TENT Transport Selector

TENT Transport Selector#

Overview#

The Transport Selector is responsible for choosing the optimal transport and devices for each transfer request based on configuration policies.

Request Priority#

TENT uses a unified priority system across all components. See QoS.md for detailed description of priority levels and their usage throughout the system.

Quick reference:

"high" / 0 - High-priority requests (metadata, control, latency-sensitive)
"medium" / 1 - Medium-priority requests (interactive queries, serving)
"low" / 2 - Low-priority requests (bulk transfer, background jobs)

Configuration-Based Transport Selection#

Transport selection is driven by configuration with pattern-based rules.

Configuration Example#

{
  "policy": [
    {
      "name": "high_prio_fast",
      "segment_type": "memory",
      "priority": "high",
      "devices": ["mlx5_0", "mlx5_1", "mlx5_2"],
      "transports": ["nvlink", "rdma", "shm"]
    },
    {
      "name": "low_prio_slow",
      "segment_type": "memory",
      "priority": "low",
      "devices": ["mlx5_0"],
      "transports": ["rdma", "tcp"]
    },
    {
      "name": "file_storage",
      "segment_type": "file",
      "transports": ["gds", "io_uring", "rdma"]
    }
  ]
}

Policy Fields#

Field	Type	Required	Description
`name`	string	Yes	Policy identifier (for logging)
`segment_type`	string	Yes	`"memory"` or `"file"`
`priority`	string or int	No	Match only requests with this priority: `"high"` (0), `"medium"` (1), `"low"` (2)
`devices`	array[string]	No	List of allowed device names (empty = all devices)
`transports`	array[string]	No	Transport preference list (evaluated in order)

Memory Type Filters#

For memory segments, you can filter by source/destination memory type:

Pattern	Matches
`"cuda"`	CUDA GPU memory
`"cpu"`	CPU/host memory
`"hip"`	ROCm/HIP GPU memory
`"npu"`	Ascend NPU memory
`"*"`	Any memory type

Size Filters#

Restrict policies to specific transfer sizes:

{
  "name": "small_transfers",
  "segment_type": "memory",
  "min_size": 0,
  "max_size": 1048576,
  "transports": ["shm", "nvlink"]
}

Device Mask#

The devices field in a policy creates a bitmask that restricts which NICs can be used:

{
  "name": "use_nic_0_only",
  "segment_type": "memory",
  "devices": ["mlx5_0"],
  "transports": ["rdma"]
}

This is translated internally to a 64-bit bitmask where each bit represents one device:

devices: ["mlx5_0"] → device_mask = 0x0001 (bit 0 set)
devices: ["mlx5_1", "mlx5_2"] → device_mask = 0x0006 (bits 1 and 2 set)
devices: [] (empty) → device_mask = ~0ULL (all devices)

Transport Fallback#

When multiple transports are listed in the transports array, they act as fallback options:

{
  "transports": ["rdma", "tcp"]
}

This means:

Try RDMA first
If RDMA is unavailable or fails, fall back to TCP

Fallback with `transport_index`#

For programmatic control, the transport_index parameter selects which transport to use:

// transport_index = 0 → First transport (rdma)
// transport_index = 1 → Second transport (tcp)
// transport_index = 2 → Third transport (if exists)
auto result = selector.select(context, transports, transport_index);

Per-request override (`transport_hint`)#

Request::transport_hint lets a caller bypass the policy lookup for one request at a time.
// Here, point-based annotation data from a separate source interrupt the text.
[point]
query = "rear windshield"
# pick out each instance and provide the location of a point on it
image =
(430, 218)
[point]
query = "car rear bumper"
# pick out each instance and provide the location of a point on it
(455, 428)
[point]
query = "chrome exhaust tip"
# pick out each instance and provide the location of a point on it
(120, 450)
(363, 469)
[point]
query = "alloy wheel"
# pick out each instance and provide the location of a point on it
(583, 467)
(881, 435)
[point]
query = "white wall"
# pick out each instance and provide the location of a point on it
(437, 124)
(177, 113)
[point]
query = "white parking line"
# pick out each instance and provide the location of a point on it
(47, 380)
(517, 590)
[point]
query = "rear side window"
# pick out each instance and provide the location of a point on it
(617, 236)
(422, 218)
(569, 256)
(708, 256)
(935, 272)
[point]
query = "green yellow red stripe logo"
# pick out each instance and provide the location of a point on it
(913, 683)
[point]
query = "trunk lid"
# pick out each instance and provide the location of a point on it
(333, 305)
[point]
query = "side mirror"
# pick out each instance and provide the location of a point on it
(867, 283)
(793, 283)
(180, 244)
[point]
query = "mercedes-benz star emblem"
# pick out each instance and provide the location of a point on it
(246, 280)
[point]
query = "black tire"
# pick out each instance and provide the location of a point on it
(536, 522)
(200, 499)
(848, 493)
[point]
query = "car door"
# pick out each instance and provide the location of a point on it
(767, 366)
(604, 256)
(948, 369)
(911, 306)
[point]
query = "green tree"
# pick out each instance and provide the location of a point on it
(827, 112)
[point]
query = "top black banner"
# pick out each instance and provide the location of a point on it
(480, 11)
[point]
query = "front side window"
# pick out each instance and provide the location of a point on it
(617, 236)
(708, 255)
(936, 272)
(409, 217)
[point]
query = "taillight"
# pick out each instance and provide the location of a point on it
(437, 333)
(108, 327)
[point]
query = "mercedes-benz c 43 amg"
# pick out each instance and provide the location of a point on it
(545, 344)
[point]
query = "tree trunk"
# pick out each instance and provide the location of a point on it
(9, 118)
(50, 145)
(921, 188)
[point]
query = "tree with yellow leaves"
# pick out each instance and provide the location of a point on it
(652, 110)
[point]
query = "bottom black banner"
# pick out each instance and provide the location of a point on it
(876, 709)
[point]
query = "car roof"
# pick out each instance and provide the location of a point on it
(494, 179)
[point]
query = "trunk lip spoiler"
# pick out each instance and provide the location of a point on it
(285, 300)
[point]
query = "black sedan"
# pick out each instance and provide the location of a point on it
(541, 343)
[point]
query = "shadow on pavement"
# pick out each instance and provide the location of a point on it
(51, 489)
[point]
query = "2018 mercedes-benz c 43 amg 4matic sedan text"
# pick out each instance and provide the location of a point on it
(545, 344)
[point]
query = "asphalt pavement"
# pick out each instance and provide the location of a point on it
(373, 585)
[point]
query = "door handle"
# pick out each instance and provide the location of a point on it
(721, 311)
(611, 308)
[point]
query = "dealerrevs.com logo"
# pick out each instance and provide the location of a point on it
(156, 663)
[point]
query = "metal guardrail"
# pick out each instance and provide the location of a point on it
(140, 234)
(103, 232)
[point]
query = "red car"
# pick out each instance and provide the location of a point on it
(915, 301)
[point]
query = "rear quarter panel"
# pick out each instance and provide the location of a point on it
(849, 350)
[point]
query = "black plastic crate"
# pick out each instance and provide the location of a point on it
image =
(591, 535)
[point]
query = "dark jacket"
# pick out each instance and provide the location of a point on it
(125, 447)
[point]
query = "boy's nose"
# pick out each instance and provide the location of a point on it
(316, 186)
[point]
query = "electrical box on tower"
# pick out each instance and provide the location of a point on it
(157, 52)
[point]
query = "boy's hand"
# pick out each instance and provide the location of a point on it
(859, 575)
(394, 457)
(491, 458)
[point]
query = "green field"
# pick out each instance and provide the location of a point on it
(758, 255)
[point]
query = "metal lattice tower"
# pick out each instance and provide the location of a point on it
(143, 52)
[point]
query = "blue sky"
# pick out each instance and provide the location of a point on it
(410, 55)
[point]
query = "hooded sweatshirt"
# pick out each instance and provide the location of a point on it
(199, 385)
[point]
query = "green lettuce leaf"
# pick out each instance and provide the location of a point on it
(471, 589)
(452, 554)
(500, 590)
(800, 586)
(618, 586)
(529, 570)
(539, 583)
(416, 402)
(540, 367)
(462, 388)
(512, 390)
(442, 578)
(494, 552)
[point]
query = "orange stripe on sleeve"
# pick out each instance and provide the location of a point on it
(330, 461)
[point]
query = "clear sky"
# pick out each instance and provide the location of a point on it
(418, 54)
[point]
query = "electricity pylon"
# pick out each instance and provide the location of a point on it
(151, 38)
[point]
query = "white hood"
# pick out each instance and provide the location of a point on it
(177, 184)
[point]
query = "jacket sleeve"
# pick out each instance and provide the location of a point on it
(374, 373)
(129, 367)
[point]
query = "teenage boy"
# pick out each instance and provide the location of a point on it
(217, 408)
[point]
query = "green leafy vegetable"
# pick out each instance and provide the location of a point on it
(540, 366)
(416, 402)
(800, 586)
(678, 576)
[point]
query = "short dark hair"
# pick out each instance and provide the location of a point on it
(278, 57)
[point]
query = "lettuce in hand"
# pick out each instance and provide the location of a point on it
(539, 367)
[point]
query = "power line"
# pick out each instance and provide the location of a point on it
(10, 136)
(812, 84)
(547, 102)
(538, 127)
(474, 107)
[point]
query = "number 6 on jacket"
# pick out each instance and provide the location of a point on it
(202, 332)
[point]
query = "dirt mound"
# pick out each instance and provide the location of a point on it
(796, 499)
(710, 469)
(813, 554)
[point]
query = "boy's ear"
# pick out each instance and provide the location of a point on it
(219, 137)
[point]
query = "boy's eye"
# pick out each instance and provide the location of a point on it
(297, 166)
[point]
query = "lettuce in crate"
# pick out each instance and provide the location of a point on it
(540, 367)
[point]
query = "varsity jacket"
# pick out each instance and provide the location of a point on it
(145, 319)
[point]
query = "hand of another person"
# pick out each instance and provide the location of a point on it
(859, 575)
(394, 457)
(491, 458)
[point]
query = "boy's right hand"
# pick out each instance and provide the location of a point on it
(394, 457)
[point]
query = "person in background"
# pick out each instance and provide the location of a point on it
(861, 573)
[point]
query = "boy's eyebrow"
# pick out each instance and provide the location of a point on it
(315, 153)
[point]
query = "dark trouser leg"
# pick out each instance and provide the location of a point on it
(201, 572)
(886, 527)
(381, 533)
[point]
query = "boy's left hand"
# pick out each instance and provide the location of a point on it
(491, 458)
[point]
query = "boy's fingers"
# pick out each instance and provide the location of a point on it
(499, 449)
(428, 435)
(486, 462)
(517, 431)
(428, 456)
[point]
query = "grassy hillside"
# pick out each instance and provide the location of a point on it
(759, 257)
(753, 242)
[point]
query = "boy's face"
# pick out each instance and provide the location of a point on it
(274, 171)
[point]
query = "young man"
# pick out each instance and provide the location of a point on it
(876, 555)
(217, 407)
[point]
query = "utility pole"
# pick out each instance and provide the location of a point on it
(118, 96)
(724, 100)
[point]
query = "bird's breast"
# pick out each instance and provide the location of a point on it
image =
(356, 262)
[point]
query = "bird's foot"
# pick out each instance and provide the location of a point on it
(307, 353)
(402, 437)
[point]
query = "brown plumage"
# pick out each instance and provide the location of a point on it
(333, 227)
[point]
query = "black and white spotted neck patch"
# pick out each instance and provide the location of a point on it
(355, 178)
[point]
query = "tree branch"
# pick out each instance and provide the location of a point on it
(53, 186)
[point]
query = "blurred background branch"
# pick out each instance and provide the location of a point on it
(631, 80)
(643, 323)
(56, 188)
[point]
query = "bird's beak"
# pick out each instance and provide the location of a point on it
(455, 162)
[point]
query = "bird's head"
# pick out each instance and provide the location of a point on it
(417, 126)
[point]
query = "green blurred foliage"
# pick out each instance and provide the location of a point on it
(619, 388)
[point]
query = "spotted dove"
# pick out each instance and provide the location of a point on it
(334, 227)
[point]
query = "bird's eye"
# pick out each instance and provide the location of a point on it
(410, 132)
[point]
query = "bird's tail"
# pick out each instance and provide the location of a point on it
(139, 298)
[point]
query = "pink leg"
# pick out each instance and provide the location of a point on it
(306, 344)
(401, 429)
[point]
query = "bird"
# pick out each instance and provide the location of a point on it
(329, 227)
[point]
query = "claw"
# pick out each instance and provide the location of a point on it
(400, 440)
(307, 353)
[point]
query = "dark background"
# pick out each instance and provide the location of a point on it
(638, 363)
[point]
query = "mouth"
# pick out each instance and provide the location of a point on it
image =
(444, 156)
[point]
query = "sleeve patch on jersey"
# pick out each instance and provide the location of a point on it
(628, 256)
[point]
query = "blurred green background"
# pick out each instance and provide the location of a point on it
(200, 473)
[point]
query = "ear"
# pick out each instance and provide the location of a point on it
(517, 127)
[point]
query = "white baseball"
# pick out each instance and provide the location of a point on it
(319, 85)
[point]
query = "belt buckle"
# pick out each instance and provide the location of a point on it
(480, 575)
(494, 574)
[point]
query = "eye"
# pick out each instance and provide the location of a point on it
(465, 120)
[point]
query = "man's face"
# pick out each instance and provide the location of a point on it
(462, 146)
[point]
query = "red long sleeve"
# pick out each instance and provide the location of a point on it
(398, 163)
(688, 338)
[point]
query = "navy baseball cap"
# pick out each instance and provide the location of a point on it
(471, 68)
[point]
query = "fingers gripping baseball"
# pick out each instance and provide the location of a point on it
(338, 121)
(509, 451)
It’s the per-request analogue of transport_index and sits on top of the configured policies, so callers can keep the global policy config as the default while still pinning specific requests.

Request r{};
r.opcode = Request::WRITE;
r.source = local_ptr;
r.target_id = seg;
r.target_offset = 0;
r.length = 4096;
r.transport_hint = TransportType::TCP;   // UNSPEC (default) defers to policy
engine.submitTransfer(batch_id, {r});

Semantics#

UNSPEC (default): unchanged — TransportSelector::select(...) runs as documented above.
Pinned: the request’s first attempt uses the hinted transport. On failover (when enabled), the engine asks the selector for the next candidate with the hint excluded, so failover never loops back onto the transport that already failed.

Default Behavior#

If no policy is configured, TENT falls back to original behavior:

Segment Type	Default Transport Order
File	GDS → IOURING → RDMA
Memory	Uses `buffer_transports` order from buffer registration

Complete Example#

{
  "policy": [
    {
      "name": "high_priority_local",
      "segment_type": "memory",
      "same_machine": true,
      "priority": "high",
      "transports": ["nvlink", "shm"]
    },
    {
      "name": "high_priority_remote",
      "segment_type": "memory",
      "same_machine": false,
      "priority": "high",
      "local_memory": "cuda",
      "remote_memory": "cuda",
      "devices": ["mlx5_0", "mlx5_1", "mlx5_2"],
      "transports": ["rdma"]
    },
    {
      "name": "medium_priority",
      "segment_type": "memory",
      "priority": "medium",
      "transports": ["rdma"]
    },
    {
      "name": "bulk_transfer",
      "segment_type": "memory",
      "priority": "low",
      "min_size": 104857600,
      "transports": ["rdma", "tcp"]
    },
    {
      "name": "file_ops",
      "segment_type": "file",
      "transports": ["gds", "io_uring"]
    }
  ]
}

Unified Priority System#

The priority value propagates through multiple layers:

Request.priority (application layer)
    ↓
TransportSelector policy matching
    ↓
DeviceSelector allocation (QoS filtering)
    ↓
Worker thread scheduling queues

Layer interactions:

TransportSelector: Policy’s priority field filters which requests match
DeviceSelector: priority parameter controls device eligibility (QoS mode)
Workers: Separate queues per priority level with strict draining order

See QoS.md for details on worker scheduling and global slot coordination.

Data Flow#

Request with priority
    ↓
TransportSelector.select(context, transports, transport_index)
    ↓
Match policy by:
  - segment_type (file/memory)
  - priority (exact match if specified in policy)
  - location constraints
  - size constraints
    ↓
Build device_mask from policy.devices
    ↓
Select transport from policy.transports[transport_index]
    ↓
Return SelectionResult { transport, device_mask }
    ↓
RdmaTransport.submitTransferTasks(batch, requests)
    ↓
DeviceSelector.allocate(..., request.priority, batch.device_mask)
    ↓
Worker scheduling (separate queues per priority)